24 votes

My Semester With the Snowflakes

3 comments

  1. cfabbro
    (edited )
    Link
    Thanks for posting this. The title had me a little worried at first, but it turned out to be a great read. The part about what a "safe space" really means in academic circles, i.e. not being...

    Thanks for posting this. The title had me a little worried at first, but it turned out to be a great read.

    The part about what a "safe space" really means in academic circles, i.e. not being sheltered from ideas but merely from disrespect, hostility and harsh judgement, struck me as an incredibly important lesson. It's depressing to me how twisted so many concepts like that have become now, and it's insane how effective they are being used as a political weapons to divide us... but it also gave me hope, since all it really took for this man to realize how wrong some of the notions he had developed were, that were based on the false narratives he had been fed, was some real life exposure to some of the people that had been demonized with it.

    p.s. Because the author interested me so much, I decided to google him, which lead me here:

    https://www.stripes.com/news/navy-seal-dog-handler-how-a-failed-mission-to-rescue-bowe-bergdahl-caused-irreparable-loss-1.385511

    That is one badass dude!

    16 votes
  2. Grzmot
    Link
    Funny thing about the typical snowflakes is that they only seem to exist on the internet. The closest I've ever come to one in real life is in conversation with an old classmate of mine, who's...

    Funny thing about the typical snowflakes is that they only seem to exist on the internet. The closest I've ever come to one in real life is in conversation with an old classmate of mine, who's currently studying to become an Arts teacher. In her entire university (a university focused on art) there are about fifteen people who fulfill absolutely every stereotype that the internet snowflakes do. Their opinions are amplified because they've found a nest in the local Student's Association (and thus are occasionally covered in the news). They hate men, especially white men. They only let you in the association if you're a woman, and only then if you're lesbian or queer. They hold talks on racism where white people are banned (in a country where white people make up 90%+ of the population). She met one person who changed names and pronouns in a matter of hours. These people have interruped talks because someone didn't use the correct words (and I don't mean insults, I mean words that wouldn't be special to the normal person).

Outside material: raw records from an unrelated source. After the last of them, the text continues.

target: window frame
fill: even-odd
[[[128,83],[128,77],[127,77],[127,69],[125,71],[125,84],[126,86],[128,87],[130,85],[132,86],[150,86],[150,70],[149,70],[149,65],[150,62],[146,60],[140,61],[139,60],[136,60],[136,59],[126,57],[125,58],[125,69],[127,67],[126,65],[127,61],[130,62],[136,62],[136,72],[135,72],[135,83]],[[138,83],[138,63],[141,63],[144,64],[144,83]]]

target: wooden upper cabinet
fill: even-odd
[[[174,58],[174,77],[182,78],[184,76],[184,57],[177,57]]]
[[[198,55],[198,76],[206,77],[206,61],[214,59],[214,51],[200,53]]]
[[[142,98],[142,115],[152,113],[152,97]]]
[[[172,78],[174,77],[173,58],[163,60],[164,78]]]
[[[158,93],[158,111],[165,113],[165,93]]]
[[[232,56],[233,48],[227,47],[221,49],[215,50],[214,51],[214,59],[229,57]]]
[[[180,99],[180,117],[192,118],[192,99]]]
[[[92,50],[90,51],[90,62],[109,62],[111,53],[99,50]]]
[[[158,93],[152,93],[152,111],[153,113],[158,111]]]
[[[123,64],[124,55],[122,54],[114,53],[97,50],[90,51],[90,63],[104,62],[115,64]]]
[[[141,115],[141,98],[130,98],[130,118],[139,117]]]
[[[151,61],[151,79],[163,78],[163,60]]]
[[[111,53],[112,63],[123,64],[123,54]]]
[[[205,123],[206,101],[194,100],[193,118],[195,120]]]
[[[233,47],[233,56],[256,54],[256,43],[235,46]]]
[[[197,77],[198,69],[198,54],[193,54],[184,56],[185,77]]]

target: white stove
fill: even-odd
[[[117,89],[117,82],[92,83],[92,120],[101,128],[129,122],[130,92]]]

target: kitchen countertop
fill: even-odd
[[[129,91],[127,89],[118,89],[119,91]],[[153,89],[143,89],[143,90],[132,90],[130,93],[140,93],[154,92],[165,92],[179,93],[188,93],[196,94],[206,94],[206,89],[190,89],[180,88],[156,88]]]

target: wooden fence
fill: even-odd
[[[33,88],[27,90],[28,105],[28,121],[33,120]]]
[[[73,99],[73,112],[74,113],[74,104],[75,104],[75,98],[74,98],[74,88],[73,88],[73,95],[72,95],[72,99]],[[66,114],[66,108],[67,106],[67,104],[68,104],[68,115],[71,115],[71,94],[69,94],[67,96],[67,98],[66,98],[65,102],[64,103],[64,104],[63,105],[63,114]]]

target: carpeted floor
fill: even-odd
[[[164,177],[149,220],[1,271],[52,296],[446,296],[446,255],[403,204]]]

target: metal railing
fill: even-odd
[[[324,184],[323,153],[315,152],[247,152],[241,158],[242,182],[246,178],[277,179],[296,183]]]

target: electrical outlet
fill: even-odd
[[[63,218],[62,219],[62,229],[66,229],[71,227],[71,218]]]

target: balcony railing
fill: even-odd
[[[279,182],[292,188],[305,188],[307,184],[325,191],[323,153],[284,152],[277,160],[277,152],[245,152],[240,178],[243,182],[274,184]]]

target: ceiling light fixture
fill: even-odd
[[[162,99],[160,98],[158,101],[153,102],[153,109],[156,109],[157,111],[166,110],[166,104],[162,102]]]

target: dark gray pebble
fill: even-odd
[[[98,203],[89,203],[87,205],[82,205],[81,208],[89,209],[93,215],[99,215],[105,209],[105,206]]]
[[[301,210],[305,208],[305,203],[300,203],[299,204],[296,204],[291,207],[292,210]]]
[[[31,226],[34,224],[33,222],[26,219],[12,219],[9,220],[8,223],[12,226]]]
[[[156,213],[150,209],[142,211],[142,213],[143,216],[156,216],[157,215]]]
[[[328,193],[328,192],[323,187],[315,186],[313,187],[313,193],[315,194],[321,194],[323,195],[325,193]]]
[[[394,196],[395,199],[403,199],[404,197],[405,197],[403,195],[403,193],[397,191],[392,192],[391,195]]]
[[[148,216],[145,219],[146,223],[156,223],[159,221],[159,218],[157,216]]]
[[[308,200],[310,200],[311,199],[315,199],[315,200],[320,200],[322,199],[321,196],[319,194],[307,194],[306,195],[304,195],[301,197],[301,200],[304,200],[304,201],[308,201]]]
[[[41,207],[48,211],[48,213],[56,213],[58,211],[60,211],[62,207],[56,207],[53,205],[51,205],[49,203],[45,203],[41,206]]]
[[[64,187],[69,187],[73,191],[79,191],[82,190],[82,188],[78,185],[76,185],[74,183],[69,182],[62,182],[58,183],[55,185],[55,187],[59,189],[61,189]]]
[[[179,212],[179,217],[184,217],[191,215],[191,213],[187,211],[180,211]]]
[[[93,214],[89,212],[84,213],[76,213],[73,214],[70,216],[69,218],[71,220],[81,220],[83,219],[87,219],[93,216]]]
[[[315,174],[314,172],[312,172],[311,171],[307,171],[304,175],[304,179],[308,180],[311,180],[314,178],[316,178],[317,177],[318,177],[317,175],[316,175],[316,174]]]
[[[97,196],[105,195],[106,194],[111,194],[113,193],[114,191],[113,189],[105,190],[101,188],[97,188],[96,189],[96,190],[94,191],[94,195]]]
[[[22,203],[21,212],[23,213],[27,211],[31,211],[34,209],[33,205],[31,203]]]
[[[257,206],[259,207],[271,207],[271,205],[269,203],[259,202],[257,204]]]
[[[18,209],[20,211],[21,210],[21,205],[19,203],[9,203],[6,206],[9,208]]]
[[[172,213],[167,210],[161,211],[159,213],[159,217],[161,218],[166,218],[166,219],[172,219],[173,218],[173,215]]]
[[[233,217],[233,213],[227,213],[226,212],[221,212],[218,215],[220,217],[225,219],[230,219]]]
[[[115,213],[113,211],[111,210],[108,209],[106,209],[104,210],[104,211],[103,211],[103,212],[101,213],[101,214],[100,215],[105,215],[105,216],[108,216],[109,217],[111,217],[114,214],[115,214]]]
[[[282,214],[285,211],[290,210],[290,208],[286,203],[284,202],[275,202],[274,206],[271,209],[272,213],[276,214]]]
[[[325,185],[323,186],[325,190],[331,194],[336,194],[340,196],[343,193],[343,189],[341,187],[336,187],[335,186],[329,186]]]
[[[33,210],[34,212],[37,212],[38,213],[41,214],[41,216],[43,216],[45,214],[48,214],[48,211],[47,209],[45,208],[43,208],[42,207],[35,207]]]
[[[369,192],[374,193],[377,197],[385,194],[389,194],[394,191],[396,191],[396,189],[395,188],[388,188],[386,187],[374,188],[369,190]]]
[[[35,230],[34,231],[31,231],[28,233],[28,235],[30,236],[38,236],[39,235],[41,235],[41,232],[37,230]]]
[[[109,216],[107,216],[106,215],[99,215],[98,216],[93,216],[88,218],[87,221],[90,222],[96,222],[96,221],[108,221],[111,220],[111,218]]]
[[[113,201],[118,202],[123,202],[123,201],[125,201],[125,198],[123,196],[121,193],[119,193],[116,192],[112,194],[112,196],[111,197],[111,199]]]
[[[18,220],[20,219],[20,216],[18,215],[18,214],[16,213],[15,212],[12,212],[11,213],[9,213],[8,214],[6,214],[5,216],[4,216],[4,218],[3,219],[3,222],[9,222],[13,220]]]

    My point here is, that even on probably the most liberal place on earth you could go; an Arts University, only about fifteen people out of a few hundred fulfill the strawman arguments often hurled at "all liberals" by conservative think-tanks or alt-right articles. Only fifteen people are so extremist that you probably couldn't talk them off their pedestal no matter how hard you tried. The rest quietly roll their eyes at them and move on with their lives.

    This exactly same situation is mirrored with the other side. There isn't some magical switch that people hit on their 50th birthday where they suddenly isolate themselves and start posting bad memes about Trump and how fake global warming is.

    Of course, just like those 15 internet snowflakes from Arts Uni, you'll meet older people who are so set in their ways that you will never be able to change them, no matter how many conversations you'll lead with them. The best thing you can do then is ignore them and move on. Talk to the next person. Don't try and evangelize them. Go into conversations looking to learn something from someone who's lived longer than you and try offer your perspective on issues they have questions on. Surprise, if you treat people as equal in conversations, don't be dismissive or belittling, you may learn something, and they may learn in return. Because as it turns out, older people have opinions for a reason, and often enough, these are good reasons.

    The author in this article had a classic view on college and snowflakes, tainted by his past path in life and probably the source of his news and his friends. But he changed, because he realized that the world was bigger, because he went and talked to people who he knew disagreed with him, he was open-minded and learned from others, and probably helped the younger people at Yale gain a more nuanced outlook on life.

    It's easy to say that radical change is necessary due to the issues the planet is facing, but if you take a practical look at everything: In the West older people are already the majority. They always will be, and it's going to get worse. We'll have to compromise, and if it kills us because we didn't do enough in the end, is that really going to be any worse than if it killed us, and we didn't do anything?

    12 votes
  3. Akir
    Link
    Honestly, if I were to say that there is one thing wrong with culture in general right now, this is the very core of it. I've spoken about a racist coworker in the past, and about a week or two...

    We don’t need more condescending friction in humanity. We need less. One step in the direction of less societal friction is to seek commonalities. Another step, and one that is sorely needed, is respect.

    Honestly, if I were to say that there is one thing wrong with culture in general right now, this is the very core of it.

    I've spoken about a racist coworker in the past, and about a week or two ago, I realized that the main reason why I was hating him so much was that in spite of how much respect I was giving him, he didn't actually respect anyone. He didn't respect the people who live in the area, he didn't respect Latinx people, and he certainly doesn't respect me.

    Likewise this explains the current state of online discourse. If you look at practically any Reddit thread that has anything about oppinion, you will always see at the bottom of the pile a collection of comments that are written specifically to be insulting.